- 12 octobre
- Journée de l'hispanité
Le made in Spain à l’export
Le 12 octobre, c’est la fête nationale espagnole, mais aussi la journée de l’hispanité (« El día de la hispanidad »). Jour qui rappelle qu’en matière de conquêtes, l’Espagne a toujours eu un temps d’avance depuis 1492. Et footballistiquement, le made in
Zeben Hernández, Espagne → Tanzanie
Zeben Hernández était un parfait inconnu au-delà de ses îles Canaries avant de traverser l’Afrique d’ouest en est. Il n’avait coaché jusqu’alors que son club de Santa Úrsula en tercera división (équivalent de la CFA) sur l’une des îles de l’archipel. Âgé de trente-deux ans, il a répondu en fin de saison dernière à une offre de travail en Tanzanie. Le club de première division de l’Azam FC était à la recherche d’un staff pour faire progresser son équipe première et le club.
Le Tinerfeño (originaire de Tenerife en VO) Zeben Hernández, et son staff composé de quatre autres Espagnols, ont donc débarqué en Tanzanie en juin dernier : « En réalité, notre arrivée est un peu le fruit du hasard. Mais un hasard provoqué par le travail. Venir ici présenter notre projet pour ce club et être retenu est quelque chose de valorisant. Bien sûr, quand on a annoncé à nos proches que nous partions en Tanzanie, ils ont eu du mal à y croire. Mais finalement, eux comme nous, on vit cette situation le plus normalement du monde. Le fait de venir à plusieurs, ça change pas mal de choses. C’est plus facile au quotidien, et surtout, nous apportons au club des choses que je n’aurais jamais pu apporter tout seul. »
Un David de Gea bis
La force collective espagnole pour conduire l’Azam FC au sommet du championnat tanzanien. Ce championnat national, comment le situer justement ? Le coach préfère parler des joueurs de son club : « Par rapport au niveau de mes joueurs, dans notre équipe première, environ les trois quarts des joueurs ont un niveau de segunda B (National) et le dernier quart a un niveau de segunda A (deuxième division). Après, dans les autres équipes, le niveau est très hétérogène… Ici, au club, nous avons la chance d’avoir des infrastructures (espace de vie en commun, piscine, gymnase, deux terrains artificiels et un en herbe) qui vont nous permettre de fournir un travail de qualité. »

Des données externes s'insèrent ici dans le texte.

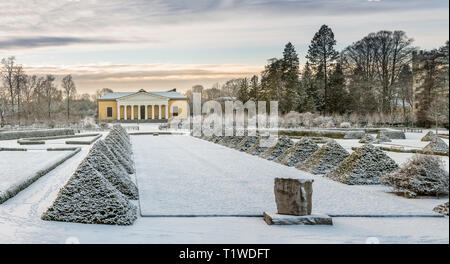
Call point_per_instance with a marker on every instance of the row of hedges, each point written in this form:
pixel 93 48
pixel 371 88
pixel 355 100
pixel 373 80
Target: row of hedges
pixel 35 133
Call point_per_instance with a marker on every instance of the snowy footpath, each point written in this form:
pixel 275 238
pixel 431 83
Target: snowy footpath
pixel 20 216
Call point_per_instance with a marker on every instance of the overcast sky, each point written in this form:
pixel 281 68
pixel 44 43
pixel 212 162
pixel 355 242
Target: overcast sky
pixel 162 44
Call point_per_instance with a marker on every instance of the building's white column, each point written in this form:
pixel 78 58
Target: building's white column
pixel 132 112
pixel 146 112
pixel 167 111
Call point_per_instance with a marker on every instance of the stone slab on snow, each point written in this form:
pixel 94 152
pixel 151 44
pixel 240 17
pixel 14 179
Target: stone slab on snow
pixel 324 159
pixel 280 219
pixel 293 196
pixel 299 152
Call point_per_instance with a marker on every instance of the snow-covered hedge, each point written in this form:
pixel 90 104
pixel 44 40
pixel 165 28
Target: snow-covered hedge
pixel 325 159
pixel 364 166
pixel 35 133
pixel 421 175
pixel 247 143
pixel 442 209
pixel 428 137
pixel 114 174
pixel 90 198
pixel 367 139
pixel 283 144
pixel 354 134
pixel 392 134
pixel 436 145
pixel 299 152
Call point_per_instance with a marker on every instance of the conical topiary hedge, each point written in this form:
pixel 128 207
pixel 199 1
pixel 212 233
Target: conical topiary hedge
pixel 116 176
pixel 364 166
pixel 91 199
pixel 282 145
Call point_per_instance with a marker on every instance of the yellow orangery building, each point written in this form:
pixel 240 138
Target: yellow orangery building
pixel 142 105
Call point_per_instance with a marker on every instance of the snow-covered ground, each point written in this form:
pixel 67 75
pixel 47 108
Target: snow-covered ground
pixel 16 167
pixel 20 218
pixel 183 175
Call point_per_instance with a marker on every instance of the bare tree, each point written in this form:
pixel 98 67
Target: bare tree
pixel 8 68
pixel 69 89
pixel 49 90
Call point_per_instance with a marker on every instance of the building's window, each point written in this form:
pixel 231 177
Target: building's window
pixel 109 112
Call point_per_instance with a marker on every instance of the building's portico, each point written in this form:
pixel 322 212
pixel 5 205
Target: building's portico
pixel 142 105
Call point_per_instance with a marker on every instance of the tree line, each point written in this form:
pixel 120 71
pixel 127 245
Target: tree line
pixel 373 75
pixel 27 99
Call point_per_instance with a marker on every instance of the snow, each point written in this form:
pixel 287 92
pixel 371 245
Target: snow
pixel 183 175
pixel 12 172
pixel 20 216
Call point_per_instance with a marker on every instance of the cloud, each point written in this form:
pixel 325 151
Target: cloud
pixel 156 77
pixel 35 42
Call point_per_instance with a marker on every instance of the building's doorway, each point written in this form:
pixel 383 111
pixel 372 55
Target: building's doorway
pixel 142 111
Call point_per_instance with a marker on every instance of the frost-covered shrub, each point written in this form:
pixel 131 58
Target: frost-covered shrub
pixel 367 139
pixel 392 134
pixel 225 140
pixel 364 166
pixel 323 122
pixel 115 155
pixel 258 148
pixel 436 145
pixel 283 144
pixel 307 119
pixel 429 136
pixel 442 209
pixel 91 199
pixel 299 152
pixel 345 125
pixel 325 159
pixel 381 139
pixel 233 143
pixel 114 174
pixel 421 175
pixel 354 134
pixel 291 120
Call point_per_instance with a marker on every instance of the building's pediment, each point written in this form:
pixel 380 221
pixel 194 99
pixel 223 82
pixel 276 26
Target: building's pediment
pixel 142 97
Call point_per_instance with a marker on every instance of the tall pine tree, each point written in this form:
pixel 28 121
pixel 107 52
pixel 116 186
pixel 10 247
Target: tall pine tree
pixel 321 54
pixel 290 78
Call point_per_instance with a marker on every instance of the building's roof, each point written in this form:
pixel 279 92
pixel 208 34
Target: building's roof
pixel 117 95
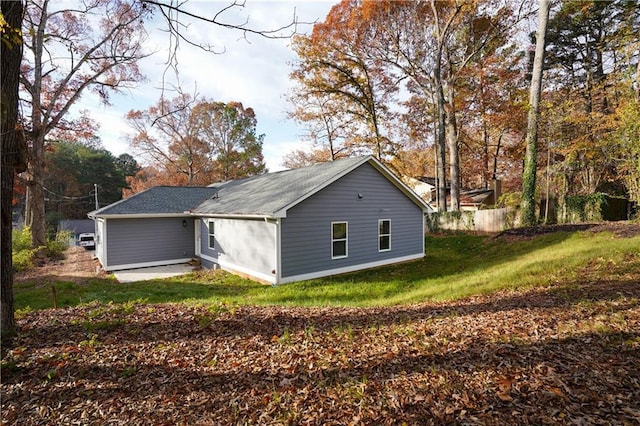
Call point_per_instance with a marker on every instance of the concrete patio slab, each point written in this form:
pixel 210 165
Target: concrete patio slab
pixel 152 272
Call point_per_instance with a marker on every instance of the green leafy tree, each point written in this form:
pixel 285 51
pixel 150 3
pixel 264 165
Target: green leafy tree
pixel 74 172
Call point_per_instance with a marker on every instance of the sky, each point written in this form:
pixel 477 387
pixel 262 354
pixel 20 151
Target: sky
pixel 254 71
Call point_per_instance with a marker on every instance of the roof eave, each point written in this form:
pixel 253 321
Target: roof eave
pixel 139 215
pixel 239 215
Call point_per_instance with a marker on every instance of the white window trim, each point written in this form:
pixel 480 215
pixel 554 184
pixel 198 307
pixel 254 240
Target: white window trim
pixel 209 234
pixel 380 235
pixel 346 240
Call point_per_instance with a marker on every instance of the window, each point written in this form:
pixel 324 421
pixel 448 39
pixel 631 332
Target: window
pixel 339 237
pixel 384 235
pixel 212 236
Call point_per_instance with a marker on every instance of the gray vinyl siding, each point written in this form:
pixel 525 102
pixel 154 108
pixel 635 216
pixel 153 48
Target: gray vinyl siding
pixel 244 243
pixel 306 231
pixel 134 241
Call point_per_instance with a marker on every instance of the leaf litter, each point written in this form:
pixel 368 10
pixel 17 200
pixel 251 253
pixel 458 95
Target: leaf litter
pixel 564 354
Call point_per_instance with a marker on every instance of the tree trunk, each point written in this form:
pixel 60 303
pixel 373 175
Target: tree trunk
pixel 531 155
pixel 454 158
pixel 12 151
pixel 440 147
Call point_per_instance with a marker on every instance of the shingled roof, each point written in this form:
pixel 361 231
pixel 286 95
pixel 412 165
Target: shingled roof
pixel 270 194
pixel 267 195
pixel 159 200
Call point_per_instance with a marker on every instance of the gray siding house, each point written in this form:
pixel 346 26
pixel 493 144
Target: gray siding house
pixel 281 227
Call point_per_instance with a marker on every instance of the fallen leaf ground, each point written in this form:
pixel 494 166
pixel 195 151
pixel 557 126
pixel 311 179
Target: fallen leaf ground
pixel 565 354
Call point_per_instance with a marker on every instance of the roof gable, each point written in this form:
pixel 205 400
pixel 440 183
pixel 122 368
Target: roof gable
pixel 267 195
pixel 272 194
pixel 158 200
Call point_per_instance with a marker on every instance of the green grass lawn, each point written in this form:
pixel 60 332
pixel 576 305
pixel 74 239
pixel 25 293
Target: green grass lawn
pixel 455 266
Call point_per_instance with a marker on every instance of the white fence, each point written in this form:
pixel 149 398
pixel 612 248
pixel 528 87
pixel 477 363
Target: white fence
pixel 490 221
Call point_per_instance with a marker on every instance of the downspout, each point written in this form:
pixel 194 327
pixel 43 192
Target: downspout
pixel 278 255
pixel 278 251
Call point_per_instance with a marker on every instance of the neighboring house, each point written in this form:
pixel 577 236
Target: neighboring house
pixel 470 199
pixel 76 227
pixel 423 187
pixel 292 225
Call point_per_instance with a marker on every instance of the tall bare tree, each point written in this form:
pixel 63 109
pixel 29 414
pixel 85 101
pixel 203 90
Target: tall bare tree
pixel 528 205
pixel 69 51
pixel 12 148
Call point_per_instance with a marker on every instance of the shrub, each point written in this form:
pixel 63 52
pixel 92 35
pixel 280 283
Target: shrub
pixel 20 239
pixel 57 246
pixel 21 252
pixel 23 259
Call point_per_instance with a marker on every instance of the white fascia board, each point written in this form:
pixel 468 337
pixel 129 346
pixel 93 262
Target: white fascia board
pixel 141 216
pixel 233 216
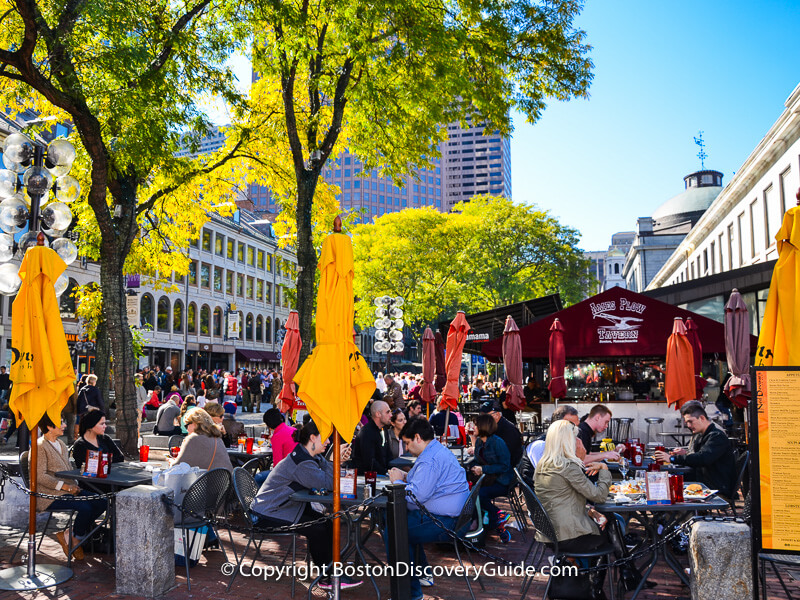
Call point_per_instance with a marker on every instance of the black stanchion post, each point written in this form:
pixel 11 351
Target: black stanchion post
pixel 397 521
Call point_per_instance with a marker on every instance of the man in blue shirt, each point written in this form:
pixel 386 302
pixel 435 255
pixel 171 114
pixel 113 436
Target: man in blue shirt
pixel 439 483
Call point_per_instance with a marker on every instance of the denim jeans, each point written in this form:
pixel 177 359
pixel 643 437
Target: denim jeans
pixel 422 530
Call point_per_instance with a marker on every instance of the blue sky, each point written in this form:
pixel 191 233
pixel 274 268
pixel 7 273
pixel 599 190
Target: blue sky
pixel 663 72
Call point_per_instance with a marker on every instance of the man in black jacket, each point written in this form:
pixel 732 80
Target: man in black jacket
pixel 710 453
pixel 370 448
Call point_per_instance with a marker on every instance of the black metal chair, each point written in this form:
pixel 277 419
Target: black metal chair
pixel 25 474
pixel 246 489
pixel 544 526
pixel 200 503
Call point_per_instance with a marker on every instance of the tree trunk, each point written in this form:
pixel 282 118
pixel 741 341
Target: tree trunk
pixel 306 258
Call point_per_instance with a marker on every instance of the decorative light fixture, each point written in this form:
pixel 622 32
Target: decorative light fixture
pixel 389 325
pixel 31 171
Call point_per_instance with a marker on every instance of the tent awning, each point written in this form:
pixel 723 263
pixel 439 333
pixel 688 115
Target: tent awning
pixel 614 323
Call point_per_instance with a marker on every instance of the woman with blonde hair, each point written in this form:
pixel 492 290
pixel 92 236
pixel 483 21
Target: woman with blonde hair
pixel 203 447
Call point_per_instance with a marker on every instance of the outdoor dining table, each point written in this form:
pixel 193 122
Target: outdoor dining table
pixel 665 518
pixel 120 476
pixel 355 543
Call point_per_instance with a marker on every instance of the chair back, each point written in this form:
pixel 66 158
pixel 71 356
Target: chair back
pixel 541 521
pixel 468 510
pixel 258 464
pixel 206 494
pixel 246 489
pixel 741 467
pixel 24 469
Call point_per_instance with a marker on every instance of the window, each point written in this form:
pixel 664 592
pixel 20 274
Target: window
pixel 772 215
pixel 177 317
pixel 205 275
pixel 145 311
pixel 191 318
pixel 163 314
pixel 218 322
pixel 205 320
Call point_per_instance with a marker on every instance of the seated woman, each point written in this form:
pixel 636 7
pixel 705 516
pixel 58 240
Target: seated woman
pixel 189 404
pixel 563 489
pixel 398 422
pixel 52 458
pixel 93 437
pixel 493 460
pixel 305 468
pixel 203 446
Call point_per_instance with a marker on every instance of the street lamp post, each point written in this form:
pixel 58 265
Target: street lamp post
pixel 389 326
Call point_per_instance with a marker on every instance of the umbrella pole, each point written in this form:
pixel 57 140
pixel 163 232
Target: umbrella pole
pixel 32 468
pixel 336 506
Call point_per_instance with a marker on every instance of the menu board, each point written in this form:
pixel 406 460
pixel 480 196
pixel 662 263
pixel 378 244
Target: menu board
pixel 776 459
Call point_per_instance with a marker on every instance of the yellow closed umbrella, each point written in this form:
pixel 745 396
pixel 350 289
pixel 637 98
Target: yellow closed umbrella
pixel 41 368
pixel 779 340
pixel 335 382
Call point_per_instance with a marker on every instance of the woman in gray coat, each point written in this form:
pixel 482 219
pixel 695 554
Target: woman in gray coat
pixel 304 468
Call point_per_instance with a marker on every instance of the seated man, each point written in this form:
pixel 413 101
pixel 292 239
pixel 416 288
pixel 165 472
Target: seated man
pixel 710 453
pixel 439 483
pixel 371 448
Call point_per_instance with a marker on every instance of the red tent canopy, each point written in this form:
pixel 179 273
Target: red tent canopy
pixel 613 323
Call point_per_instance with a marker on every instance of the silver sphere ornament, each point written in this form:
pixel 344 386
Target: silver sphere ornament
pixel 9 279
pixel 37 181
pixel 66 249
pixel 13 215
pixel 61 284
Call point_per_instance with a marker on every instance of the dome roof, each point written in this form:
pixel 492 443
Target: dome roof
pixel 695 199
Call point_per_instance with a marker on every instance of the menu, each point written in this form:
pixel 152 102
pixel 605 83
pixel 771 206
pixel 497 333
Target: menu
pixel 777 397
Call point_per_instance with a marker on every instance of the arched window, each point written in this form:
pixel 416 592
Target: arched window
pixel 67 301
pixel 191 318
pixel 218 322
pixel 146 311
pixel 205 320
pixel 177 317
pixel 248 328
pixel 163 314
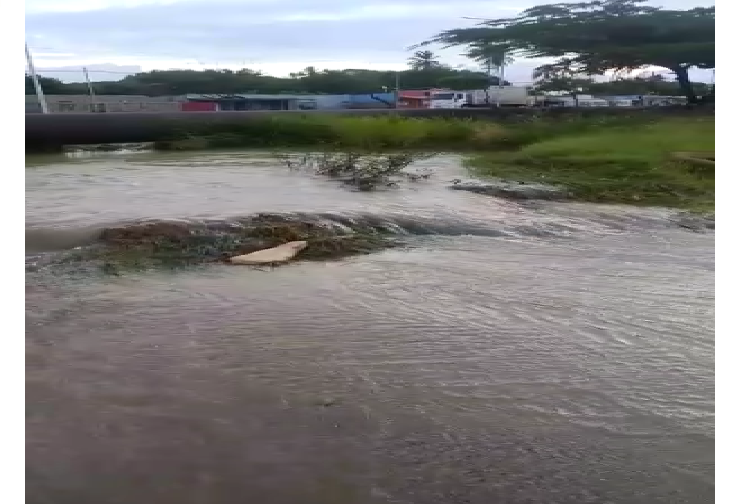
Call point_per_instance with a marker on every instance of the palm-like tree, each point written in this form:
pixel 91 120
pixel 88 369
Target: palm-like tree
pixel 423 60
pixel 490 56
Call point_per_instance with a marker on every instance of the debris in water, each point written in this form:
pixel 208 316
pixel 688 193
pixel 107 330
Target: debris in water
pixel 281 254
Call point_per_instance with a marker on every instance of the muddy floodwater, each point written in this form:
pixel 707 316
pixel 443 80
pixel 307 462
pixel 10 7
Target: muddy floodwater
pixel 511 353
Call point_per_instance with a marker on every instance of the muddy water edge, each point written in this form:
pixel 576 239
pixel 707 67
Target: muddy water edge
pixel 505 353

Car l’objectif est bel et bien « de devenir une référence dans le football tanzanien » . Partout dans le monde, chacun espère donc trouver son futur Pep Guardiola… Ou alors un David de Gea bis, jusqu’aux confins de l’Iran.
Manuel Fernández, Espagne → Iran
À trente ans, Manuel Fernández n’avait encore jamais quitté son Espagne natale. Le natif de Gijón, formé au Sporting, avait jusqu’alors écumé les clubs espagnols de Huelva, Alavés, Alarcón et du Deportivo. La saison dernière, il a même gardé les cages du Depor à douze reprises (sept matchs de Liga et cinq de coupe). Et puis, à la fin de son contrat, quand certains vivent leur crise de la trentaine, Manu, lui, n’a pas hésité à tenter l’aventure iranienne : « J’avais vraiment envie de vivre une expérience comme celle-là. La décision a donc été assez rapide à prendre pour moi à partir du moment ou un agent iranien a contacté mon représentant pour me faire cette proposition. La principale préoccupation était bien sûr la sécurité. J’ai d’ailleurs appelé l’ambassade d’Espagne à Téhéran pour avoir des informations et j’ai été rassuré à ce niveau-là. De nos jours, il peut se passer des choses n’importe où… Ici pas plus qu’ailleurs… »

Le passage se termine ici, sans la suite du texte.